Asahara daughter seeks new guardian

Journalist who covered cult agrees to be replacement for 17-year-old

The fourth daughter of condemned Aum Shinrikyo founder Shoko Asahara has filed a request with the Saitama Family Court to have journalist Shoko Egawa, who exposed the cult’s crimes, appointed as her legal guardian.

The 17-year-old daughter took the move Monday after she dismissed her current legal guardian, Takeshi Matsui, a defense lawyer for her 51-year-old father, whose real name is Chizuo Matsumoto.

In June, Asahara’s defense counsel filed a special appeal with the Supreme Court seeking to overturn the Tokyo High Court’s rejection of his appeal against the death sentence he was handed for his involvement in Aum’s crimes, including the 1995 sarin attack on the Tokyo subway system.

“I had some hesitation about becoming a legal guardian, but I want to offer my support, if only a little, for the daughter, who wants to do her best in society and to be helpful to others,” Egawa said at a news conference later in the day.

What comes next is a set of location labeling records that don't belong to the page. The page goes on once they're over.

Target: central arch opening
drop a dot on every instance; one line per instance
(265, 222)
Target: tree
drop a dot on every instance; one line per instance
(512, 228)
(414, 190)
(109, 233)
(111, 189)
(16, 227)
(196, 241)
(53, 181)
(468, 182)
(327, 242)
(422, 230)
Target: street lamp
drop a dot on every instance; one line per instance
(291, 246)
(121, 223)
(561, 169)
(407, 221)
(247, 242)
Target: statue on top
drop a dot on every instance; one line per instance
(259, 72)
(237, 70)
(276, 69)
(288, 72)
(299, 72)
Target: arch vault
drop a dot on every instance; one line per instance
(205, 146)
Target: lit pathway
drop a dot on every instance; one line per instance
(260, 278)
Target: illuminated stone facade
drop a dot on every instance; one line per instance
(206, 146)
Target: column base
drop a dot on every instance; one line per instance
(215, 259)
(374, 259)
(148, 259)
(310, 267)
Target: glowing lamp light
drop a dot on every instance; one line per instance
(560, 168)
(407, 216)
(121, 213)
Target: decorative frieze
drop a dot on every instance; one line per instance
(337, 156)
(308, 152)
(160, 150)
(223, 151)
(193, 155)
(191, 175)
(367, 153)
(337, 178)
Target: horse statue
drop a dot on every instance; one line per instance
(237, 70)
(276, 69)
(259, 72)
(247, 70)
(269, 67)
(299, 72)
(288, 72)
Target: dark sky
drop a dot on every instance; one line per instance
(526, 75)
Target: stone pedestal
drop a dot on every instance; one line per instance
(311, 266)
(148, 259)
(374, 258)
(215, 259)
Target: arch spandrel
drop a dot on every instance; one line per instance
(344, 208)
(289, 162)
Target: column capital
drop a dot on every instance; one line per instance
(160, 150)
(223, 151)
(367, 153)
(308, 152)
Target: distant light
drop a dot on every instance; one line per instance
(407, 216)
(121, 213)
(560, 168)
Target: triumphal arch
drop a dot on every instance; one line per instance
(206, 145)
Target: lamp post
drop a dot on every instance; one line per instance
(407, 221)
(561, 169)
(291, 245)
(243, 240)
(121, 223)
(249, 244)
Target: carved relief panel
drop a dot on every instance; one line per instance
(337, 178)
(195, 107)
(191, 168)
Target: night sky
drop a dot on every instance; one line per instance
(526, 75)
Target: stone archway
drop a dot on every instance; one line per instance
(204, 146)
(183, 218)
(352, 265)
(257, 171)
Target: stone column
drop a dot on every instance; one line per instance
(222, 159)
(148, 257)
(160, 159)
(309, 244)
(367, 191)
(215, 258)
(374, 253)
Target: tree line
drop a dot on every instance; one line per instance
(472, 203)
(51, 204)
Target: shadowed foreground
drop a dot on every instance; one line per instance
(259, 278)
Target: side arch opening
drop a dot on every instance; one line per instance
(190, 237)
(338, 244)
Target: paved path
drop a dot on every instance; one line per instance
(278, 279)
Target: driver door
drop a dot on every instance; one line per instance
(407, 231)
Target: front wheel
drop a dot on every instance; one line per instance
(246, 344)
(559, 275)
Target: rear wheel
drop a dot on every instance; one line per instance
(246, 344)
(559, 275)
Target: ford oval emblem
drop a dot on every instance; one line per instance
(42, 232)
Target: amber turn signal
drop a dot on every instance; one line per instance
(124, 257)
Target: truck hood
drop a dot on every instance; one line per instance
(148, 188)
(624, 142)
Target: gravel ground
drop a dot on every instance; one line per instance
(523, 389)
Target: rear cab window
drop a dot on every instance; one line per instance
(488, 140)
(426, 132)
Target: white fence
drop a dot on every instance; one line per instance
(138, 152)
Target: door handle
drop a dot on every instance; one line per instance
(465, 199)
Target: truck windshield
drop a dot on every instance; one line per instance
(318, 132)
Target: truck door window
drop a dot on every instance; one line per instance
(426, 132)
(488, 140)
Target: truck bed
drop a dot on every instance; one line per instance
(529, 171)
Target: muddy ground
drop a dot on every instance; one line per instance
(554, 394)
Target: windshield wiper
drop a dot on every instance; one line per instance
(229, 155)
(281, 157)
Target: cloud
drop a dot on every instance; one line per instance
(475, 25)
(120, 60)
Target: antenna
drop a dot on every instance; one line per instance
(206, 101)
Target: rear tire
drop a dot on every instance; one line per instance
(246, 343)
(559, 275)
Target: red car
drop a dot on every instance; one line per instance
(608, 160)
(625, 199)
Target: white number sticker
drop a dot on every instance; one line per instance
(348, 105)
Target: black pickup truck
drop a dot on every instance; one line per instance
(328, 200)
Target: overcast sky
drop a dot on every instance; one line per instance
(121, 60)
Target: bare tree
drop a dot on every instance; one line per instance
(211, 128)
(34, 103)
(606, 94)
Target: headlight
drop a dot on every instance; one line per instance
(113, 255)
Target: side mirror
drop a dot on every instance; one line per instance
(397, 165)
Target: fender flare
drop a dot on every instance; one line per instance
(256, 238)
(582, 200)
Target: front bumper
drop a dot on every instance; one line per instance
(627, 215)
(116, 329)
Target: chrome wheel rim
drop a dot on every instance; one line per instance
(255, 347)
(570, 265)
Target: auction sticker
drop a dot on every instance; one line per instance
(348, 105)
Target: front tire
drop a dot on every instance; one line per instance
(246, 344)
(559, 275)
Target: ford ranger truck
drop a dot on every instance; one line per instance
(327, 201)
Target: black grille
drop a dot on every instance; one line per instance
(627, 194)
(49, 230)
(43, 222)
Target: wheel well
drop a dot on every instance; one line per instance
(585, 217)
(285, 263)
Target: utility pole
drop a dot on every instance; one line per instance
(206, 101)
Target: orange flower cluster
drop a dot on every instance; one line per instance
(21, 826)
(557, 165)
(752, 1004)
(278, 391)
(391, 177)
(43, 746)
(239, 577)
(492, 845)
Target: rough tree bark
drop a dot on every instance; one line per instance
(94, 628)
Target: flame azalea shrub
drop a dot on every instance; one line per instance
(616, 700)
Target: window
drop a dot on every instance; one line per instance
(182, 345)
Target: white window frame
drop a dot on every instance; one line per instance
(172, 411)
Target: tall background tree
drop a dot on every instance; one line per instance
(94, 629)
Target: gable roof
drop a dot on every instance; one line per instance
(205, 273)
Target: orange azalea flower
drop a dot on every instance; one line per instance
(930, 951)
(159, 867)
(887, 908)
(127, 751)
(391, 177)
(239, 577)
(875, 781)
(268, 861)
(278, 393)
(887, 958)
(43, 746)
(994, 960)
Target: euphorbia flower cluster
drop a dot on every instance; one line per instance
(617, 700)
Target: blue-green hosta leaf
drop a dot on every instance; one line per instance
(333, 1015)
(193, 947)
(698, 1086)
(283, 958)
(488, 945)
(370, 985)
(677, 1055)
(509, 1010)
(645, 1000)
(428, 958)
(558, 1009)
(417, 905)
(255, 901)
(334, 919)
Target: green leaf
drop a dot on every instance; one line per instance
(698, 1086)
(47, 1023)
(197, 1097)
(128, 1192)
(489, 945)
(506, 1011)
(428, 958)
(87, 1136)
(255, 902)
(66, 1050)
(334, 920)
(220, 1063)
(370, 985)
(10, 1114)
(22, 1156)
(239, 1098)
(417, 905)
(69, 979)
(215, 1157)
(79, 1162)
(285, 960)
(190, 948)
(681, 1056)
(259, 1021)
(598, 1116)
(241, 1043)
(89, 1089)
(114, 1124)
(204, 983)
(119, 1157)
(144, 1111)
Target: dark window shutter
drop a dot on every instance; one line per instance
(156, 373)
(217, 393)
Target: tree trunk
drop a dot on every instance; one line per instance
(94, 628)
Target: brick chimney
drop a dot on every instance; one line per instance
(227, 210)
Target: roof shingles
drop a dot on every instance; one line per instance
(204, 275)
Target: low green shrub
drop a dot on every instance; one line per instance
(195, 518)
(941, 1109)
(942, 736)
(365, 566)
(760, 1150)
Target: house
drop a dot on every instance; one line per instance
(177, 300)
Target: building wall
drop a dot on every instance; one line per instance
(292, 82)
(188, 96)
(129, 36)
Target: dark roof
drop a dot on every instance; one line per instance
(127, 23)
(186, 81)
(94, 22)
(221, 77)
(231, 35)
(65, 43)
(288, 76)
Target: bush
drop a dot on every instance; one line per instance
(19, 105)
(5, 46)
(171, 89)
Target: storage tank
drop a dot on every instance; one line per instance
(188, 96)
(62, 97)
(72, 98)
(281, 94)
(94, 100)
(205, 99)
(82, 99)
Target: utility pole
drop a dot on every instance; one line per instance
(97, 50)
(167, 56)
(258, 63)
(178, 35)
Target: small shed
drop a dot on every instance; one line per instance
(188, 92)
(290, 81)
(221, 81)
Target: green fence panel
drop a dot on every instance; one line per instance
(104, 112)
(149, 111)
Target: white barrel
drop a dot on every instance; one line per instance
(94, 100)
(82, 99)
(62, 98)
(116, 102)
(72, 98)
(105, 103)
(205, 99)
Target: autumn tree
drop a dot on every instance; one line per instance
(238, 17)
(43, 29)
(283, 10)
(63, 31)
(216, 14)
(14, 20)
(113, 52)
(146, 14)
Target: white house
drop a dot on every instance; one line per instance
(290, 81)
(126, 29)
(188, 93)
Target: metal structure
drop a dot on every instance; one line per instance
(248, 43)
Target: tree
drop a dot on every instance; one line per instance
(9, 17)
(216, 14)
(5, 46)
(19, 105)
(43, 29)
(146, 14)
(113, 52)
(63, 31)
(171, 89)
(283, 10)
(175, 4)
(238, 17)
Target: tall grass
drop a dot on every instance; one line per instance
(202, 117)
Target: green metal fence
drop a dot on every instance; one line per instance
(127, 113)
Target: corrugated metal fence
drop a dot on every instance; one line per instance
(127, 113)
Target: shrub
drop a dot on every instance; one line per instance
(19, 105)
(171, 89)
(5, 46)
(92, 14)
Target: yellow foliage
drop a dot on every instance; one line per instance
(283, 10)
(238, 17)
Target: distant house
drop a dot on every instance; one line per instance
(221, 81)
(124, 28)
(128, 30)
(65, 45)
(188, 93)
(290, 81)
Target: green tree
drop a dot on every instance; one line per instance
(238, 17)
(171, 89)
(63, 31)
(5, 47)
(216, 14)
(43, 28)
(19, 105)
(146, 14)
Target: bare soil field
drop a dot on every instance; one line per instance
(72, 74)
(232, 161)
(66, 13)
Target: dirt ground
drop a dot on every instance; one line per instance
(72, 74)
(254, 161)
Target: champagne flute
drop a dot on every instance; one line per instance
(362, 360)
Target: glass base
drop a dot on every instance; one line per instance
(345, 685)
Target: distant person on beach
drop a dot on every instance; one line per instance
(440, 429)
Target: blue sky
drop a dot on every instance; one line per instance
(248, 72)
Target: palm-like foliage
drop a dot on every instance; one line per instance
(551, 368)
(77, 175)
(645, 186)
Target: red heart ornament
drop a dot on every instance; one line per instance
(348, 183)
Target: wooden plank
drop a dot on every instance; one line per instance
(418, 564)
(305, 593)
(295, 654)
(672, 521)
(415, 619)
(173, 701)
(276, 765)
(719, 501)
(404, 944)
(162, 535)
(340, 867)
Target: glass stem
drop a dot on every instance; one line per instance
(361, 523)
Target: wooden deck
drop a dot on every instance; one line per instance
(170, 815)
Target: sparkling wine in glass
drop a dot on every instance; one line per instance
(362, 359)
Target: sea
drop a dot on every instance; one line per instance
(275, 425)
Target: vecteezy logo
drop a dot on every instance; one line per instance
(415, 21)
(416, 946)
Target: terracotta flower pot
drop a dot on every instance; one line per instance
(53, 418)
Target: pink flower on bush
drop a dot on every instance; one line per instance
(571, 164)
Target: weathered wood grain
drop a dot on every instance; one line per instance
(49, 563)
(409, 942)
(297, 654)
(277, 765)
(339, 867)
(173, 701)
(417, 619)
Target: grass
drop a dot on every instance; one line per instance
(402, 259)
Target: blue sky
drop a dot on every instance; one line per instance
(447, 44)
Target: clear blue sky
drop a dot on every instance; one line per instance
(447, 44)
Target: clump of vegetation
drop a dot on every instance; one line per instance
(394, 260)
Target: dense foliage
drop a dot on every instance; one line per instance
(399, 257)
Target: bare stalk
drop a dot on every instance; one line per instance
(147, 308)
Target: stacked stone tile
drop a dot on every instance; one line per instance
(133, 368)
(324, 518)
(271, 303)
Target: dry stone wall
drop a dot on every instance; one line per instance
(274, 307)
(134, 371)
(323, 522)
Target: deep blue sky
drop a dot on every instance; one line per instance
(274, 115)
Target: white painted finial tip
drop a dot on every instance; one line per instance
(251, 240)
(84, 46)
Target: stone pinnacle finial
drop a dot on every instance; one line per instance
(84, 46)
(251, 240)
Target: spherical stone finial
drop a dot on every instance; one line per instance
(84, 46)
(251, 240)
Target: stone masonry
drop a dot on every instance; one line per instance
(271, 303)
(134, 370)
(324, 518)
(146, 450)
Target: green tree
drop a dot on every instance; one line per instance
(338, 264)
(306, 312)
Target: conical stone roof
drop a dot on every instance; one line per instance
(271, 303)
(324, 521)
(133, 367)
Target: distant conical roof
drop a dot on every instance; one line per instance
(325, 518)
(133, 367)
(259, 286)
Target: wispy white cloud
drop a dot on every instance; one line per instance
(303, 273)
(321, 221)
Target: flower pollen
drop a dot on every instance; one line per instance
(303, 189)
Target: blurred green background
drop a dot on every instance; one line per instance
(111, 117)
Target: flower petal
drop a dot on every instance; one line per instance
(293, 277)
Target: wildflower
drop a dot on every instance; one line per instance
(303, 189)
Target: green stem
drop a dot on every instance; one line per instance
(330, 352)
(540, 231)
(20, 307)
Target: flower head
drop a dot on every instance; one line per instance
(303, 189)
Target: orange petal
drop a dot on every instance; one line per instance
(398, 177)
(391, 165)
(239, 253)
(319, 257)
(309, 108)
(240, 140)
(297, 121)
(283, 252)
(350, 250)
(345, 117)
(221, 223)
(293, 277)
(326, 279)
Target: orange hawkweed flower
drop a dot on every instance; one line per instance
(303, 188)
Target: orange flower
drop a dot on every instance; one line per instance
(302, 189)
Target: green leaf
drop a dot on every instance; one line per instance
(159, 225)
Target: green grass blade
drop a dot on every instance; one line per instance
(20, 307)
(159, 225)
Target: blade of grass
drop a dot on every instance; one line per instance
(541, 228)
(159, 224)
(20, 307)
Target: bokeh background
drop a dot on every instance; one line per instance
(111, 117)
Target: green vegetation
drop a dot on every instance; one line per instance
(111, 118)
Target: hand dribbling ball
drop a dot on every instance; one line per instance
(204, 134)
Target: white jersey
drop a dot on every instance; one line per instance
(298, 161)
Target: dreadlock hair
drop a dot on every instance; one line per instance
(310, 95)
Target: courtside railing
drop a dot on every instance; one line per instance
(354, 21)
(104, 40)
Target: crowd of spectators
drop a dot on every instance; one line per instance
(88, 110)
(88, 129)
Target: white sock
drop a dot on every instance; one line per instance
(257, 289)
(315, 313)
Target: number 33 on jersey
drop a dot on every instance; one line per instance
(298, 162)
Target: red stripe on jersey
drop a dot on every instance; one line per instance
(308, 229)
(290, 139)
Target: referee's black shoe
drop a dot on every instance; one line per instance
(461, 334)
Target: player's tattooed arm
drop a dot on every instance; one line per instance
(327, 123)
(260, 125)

Explaining the daughter’s decision, a lawyer representing her said, “She wants to be independent of the cult and her family, but cannot realize her wish under the existing guardian.”

Egawa and others said Matsui was appointed by a different family court to be the daughter’s guardian in November 2000.

After a series of Aum-related incidents, the daughter had lived with an older sister, younger brother and others, but repeatedly ran away from home. She began living with an acquaintance in the Kanto region around June.

She wants to go to medical school and has been studying for a high school equivalency certificate, they said.

In July, the daughter e-mailed Egawa, saying: “I want to be free of the bonds of my family and the cult, but it’s been difficult. I also want to be economically independent.” She then filed a formal request to change her legal guardian.

Asahara was sentenced to death by the Tokyo District Court in February 2004 for his role in 13 criminal cases, including another sarin attack in Matsumoto, Nagano Prefecture, in 1994.